Erneut legte der Mann eine Pause ein. Dieses Mal legte er den Hammer nieder und langte in seine rückwärtige Tasche. Mit einem weißen Taschentuch wischte er sich über die Stirn, und Hannah stöhnte innerlich, während sie das Muskelspiel seines kräftigen Oberkörpers im warmen Sonnenlicht beobachtete.
Erst jetzt fielen ihr seine Hände auf.

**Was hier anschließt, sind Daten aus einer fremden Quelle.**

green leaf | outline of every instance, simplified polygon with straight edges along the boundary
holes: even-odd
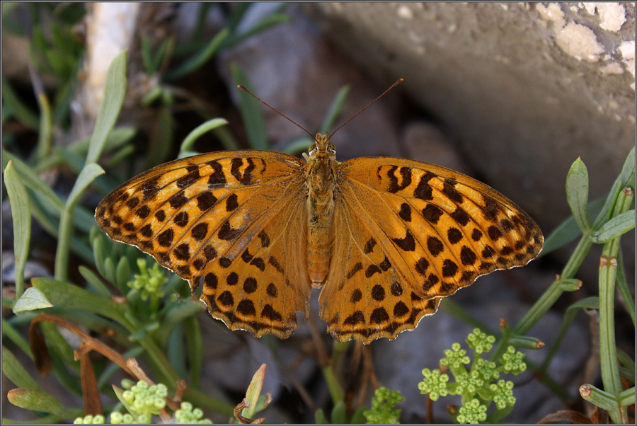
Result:
[[[59,306],[98,313],[122,324],[129,323],[124,317],[125,308],[113,300],[88,290],[51,278],[33,278],[33,287],[40,289],[52,303]]]
[[[11,383],[19,388],[40,388],[38,381],[4,346],[2,347],[2,372]]]
[[[47,299],[44,293],[35,287],[29,287],[24,294],[16,301],[13,306],[13,313],[22,315],[29,311],[35,309],[44,309],[50,308],[52,304]]]
[[[202,67],[204,64],[212,57],[219,48],[222,46],[224,40],[230,35],[230,30],[228,28],[224,28],[217,33],[212,38],[205,47],[201,50],[198,53],[186,59],[183,64],[177,69],[174,69],[166,73],[164,79],[166,81],[175,81],[183,76],[190,74]]]
[[[202,305],[198,301],[187,299],[180,303],[175,303],[166,313],[161,322],[161,334],[159,336],[160,345],[167,341],[173,329],[180,324],[184,319],[201,313]]]
[[[193,150],[193,146],[197,139],[207,132],[210,132],[213,129],[216,129],[219,126],[228,124],[228,121],[225,118],[213,118],[198,125],[183,139],[181,146],[179,148],[179,152],[186,152]]]
[[[635,190],[635,147],[633,146],[626,161],[624,162],[624,166],[621,168],[621,173],[619,173],[619,180],[624,186],[631,187]]]
[[[598,198],[588,204],[588,212],[590,216],[596,217],[604,207],[604,198]],[[582,235],[582,230],[578,226],[575,218],[571,216],[556,228],[544,240],[544,246],[538,258],[544,256],[553,250],[568,244]]]
[[[340,90],[338,91],[338,93],[336,93],[336,96],[335,96],[334,100],[332,100],[332,103],[330,105],[330,108],[328,110],[328,113],[323,120],[323,124],[321,125],[321,127],[319,128],[319,132],[321,132],[321,133],[325,134],[334,126],[334,122],[336,121],[336,119],[338,118],[338,116],[340,115],[340,113],[345,108],[345,100],[348,98],[348,95],[349,95],[349,93],[350,86],[347,84],[341,87]]]
[[[365,419],[363,419],[365,420]],[[325,417],[325,413],[323,413],[322,408],[318,408],[314,413],[314,422],[317,425],[329,425],[330,422],[328,421],[327,418]]]
[[[281,8],[283,8],[285,6],[285,4],[283,4]],[[226,40],[226,42],[224,43],[224,47],[228,49],[229,47],[235,46],[244,40],[252,37],[255,34],[258,34],[275,25],[288,23],[290,21],[290,20],[291,18],[289,17],[289,16],[277,13],[276,11],[275,11],[270,15],[265,16],[257,23],[251,26],[247,30],[241,33],[241,34],[234,33],[231,37],[229,37],[228,40]]]
[[[590,229],[586,205],[588,203],[588,171],[578,157],[566,175],[566,200],[578,226],[583,232]]]
[[[622,391],[618,396],[619,405],[628,407],[635,403],[635,386]]]
[[[69,199],[67,200],[67,205],[71,203],[73,203],[74,205],[76,204],[79,201],[77,198],[81,195],[86,188],[91,185],[91,183],[93,182],[96,178],[103,174],[104,169],[100,167],[98,164],[96,163],[89,163],[86,164],[84,168],[82,168],[82,171],[80,172],[79,175],[77,177],[75,185],[73,185],[73,189],[71,190],[71,193],[69,195]]]
[[[347,423],[347,420],[345,403],[340,401],[332,408],[332,423],[333,425],[344,425]]]
[[[232,64],[230,69],[235,84],[241,84],[250,91],[254,91],[252,85],[248,81],[248,76],[238,66]],[[268,143],[265,120],[261,112],[260,102],[250,93],[239,91],[239,110],[250,146],[254,149],[268,149],[270,145]]]
[[[354,414],[352,415],[352,420],[350,420],[350,423],[352,425],[362,425],[366,422],[367,419],[365,418],[363,413],[365,412],[367,408],[365,407],[361,407],[358,410],[357,410]]]
[[[54,396],[40,389],[11,389],[7,393],[6,397],[10,403],[21,408],[50,413],[59,416],[64,412],[64,406]]]
[[[3,4],[3,6],[4,5]],[[40,127],[38,115],[20,99],[8,81],[4,77],[2,78],[2,100],[4,101],[3,106],[13,110],[18,121],[28,129],[38,131]]]
[[[91,270],[88,269],[86,266],[80,265],[79,272],[82,277],[84,277],[84,280],[86,280],[86,282],[88,283],[93,289],[95,290],[96,293],[102,297],[110,297],[111,294],[106,286],[102,282],[102,280],[100,280],[100,277],[98,277],[97,274],[93,272]]]
[[[594,243],[606,243],[621,236],[635,227],[635,210],[629,210],[614,217],[595,231],[591,239]]]
[[[115,267],[115,283],[120,289],[125,288],[127,283],[130,281],[132,271],[128,258],[121,258]]]
[[[248,390],[246,391],[246,401],[250,404],[250,407],[241,410],[241,415],[243,417],[252,419],[252,416],[254,415],[254,410],[256,408],[259,395],[261,394],[261,390],[263,388],[264,380],[265,380],[265,364],[262,364],[253,376],[252,380],[248,386]]]
[[[126,50],[117,54],[106,71],[104,98],[100,105],[95,129],[88,143],[86,163],[95,163],[100,158],[106,137],[115,125],[126,93]]]
[[[4,185],[11,205],[13,255],[16,257],[16,297],[20,297],[24,291],[24,267],[31,236],[31,212],[29,209],[29,197],[11,161],[4,169]]]
[[[608,197],[607,197],[604,207],[595,219],[595,221],[593,224],[593,228],[599,227],[602,224],[608,220],[609,217],[612,213],[611,207],[615,205],[617,197],[619,196],[621,190],[626,186],[630,186],[634,190],[634,185],[635,149],[633,148],[629,153],[626,161],[624,163],[624,166],[621,168],[621,172],[613,183],[612,189],[611,189],[608,194]]]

Von all der Arbeit müssen sie voller Schwielen sein, überlegte sie und stellte sich insgeheim vor, wie sich die rauen Fingerspitzen wohl auf der samtenen Haut einer Frau anfühlten …
Der Gedanke erregte Hannah, und ihr Puls begann schneller zu schlagen.
Sie schluckte und versuchte vergebens, den Blick von dem Mann auf dem Dach abzuwenden.
Unbewusst machte sie einen Schritt vorwärts, wobei sich ein Absatz ihrer Schuhe in dem hohen Gras verfing. Hannah stolperte. Erschrocken schrie sie auf, konnte sich aber noch rechtzeitig fangen.
Als sie danach sofort wieder zum Dach hinauf schaute, blickte der Mann auch zu ihr.
Plötzlich war Hannah unheimlich dankbar, dass sie gestolpert war. Es wäre doch zu peinlich, wenn der Handwerker bemerkt hätte, dass sie ihn anstarrte.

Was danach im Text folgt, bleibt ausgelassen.